Senate Democrats blocked a Republican police reform bill from advancing Wednesday as they call for bipartisan talks on a plan to overhaul law enforcement during a national outcry against brutality and racism.
The legislation, led by GOP Sen. Tim Scott of South Carolina, did not garner the 60 votes needed to move forward to debate. It failed in a 55-45 vote. As Democrats argued the measure did not go far enough to root out failings in policing, Republicans contended they should vote to move ahead with it so they could formally propose amendments.
"If you don't think we're right, make it better.
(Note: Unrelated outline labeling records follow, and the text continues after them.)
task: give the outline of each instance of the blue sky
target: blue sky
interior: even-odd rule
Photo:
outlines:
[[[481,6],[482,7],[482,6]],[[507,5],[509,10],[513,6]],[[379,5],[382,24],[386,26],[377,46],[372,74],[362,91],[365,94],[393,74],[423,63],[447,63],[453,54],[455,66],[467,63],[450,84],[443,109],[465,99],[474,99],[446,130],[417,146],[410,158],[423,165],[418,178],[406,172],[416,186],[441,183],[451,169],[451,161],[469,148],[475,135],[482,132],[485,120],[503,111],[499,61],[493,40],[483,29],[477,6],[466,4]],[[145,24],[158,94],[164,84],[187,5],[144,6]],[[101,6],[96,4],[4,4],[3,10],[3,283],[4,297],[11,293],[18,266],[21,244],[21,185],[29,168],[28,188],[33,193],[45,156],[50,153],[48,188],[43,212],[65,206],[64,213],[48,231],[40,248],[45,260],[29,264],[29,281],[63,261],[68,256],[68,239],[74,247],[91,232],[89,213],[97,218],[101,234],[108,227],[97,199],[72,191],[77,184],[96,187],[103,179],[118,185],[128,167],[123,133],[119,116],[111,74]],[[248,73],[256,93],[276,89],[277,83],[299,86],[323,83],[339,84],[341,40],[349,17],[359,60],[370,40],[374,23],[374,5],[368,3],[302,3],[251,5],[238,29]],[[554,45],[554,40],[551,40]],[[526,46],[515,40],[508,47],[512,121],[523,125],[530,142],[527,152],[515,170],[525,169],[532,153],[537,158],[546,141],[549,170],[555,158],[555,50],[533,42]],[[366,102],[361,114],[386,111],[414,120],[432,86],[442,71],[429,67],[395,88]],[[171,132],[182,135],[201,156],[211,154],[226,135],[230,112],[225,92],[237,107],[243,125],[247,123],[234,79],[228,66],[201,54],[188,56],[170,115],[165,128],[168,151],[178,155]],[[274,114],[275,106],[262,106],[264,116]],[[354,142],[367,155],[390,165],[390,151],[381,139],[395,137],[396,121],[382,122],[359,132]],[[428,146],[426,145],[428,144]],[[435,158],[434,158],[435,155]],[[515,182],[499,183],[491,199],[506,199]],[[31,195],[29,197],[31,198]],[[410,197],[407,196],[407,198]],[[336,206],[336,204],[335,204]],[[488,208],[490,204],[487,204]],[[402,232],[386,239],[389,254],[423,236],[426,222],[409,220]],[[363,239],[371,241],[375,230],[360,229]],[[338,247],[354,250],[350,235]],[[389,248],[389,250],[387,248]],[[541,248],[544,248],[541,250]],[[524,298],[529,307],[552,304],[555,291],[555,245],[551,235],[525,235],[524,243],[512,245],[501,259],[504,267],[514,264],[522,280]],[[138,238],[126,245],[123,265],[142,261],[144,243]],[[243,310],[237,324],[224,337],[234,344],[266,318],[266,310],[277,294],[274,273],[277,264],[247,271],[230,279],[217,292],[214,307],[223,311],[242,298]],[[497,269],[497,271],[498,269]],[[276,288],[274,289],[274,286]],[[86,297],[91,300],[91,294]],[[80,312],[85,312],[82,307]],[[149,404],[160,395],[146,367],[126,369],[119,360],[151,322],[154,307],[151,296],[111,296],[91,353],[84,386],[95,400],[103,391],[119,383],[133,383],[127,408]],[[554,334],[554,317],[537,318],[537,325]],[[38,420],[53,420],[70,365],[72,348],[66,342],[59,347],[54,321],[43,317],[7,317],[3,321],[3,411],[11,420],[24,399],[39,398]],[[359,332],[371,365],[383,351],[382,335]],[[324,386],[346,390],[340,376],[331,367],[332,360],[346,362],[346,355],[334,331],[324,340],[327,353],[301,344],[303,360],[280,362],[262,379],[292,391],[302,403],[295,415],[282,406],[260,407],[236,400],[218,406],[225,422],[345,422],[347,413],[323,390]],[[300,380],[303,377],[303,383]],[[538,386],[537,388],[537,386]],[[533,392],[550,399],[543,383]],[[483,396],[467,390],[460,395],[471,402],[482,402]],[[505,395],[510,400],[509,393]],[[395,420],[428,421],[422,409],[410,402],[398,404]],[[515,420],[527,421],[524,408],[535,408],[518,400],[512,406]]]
Don't walk way," Scott, one of three Black senators, said before the vote. "Vote for the motion to proceed so that we have an opportunity to deal with this very real threat to the America that is civil, that is balanced."
The impasse Wednesday leaves Congress no closer to passing any police reform legislation during the biggest public push for change in decades. During weeks of protests after police killed George Floyd, a 46-year-old Black man, in Minneapolis last month, certain cities and states have taken initial steps to reform departments.
But the divided Congress — though limited in the change it can bring at the local level — has not yet passed a bill to respond to the crisis.
Speaking earlier Wednesday, Senate Minority Leader Chuck Schumer said it is "not realistic" to try to fix the Republican bill's problems through amendments. He called for bipartisan talks to draft a police reform bill that would have to make its way through the Senate Judiciary Committee.
"After this bill goes down, there should be bipartisan discussions with the object of coming together around a constructive starting point for police reform. ... And I have no doubt that we could come up with a bill that's ready for the floor in a few weeks," the New York Democrat said.
The Democratic and Republican plans differ on several key fronts. The Democratic proposal would weaken "qualified immunity" protections for police and make it easier to prosecute officers who commit abuses. The GOP bill would not.
The Democratic legislation would ban the use of chokeholds and no-knock search warrants at the federal level and tie state and local funding to barring the practices. The GOP bill would make certain exceptions for a chokehold ban and instead require more data collection on the use of no-knock warrants.
While Democrats make the case that their bill takes more serious reform steps than the GOP proposal does, their plan falls short of calls from activists to slash police funding and redirect the money to social services. As Democrats pushed for bipartisan talks after the Senate vote, Sen. Cory Booker, a New Jersey Democrat and one of the three Black senators, acknowledged the pressure demonstrators have put on Congress.
"The final thing I just want to say is to the activists: Stay at it," Booker said. "Everything that we're doing right now has been given strength because of your demands for justice. And I hope that the pressure stays."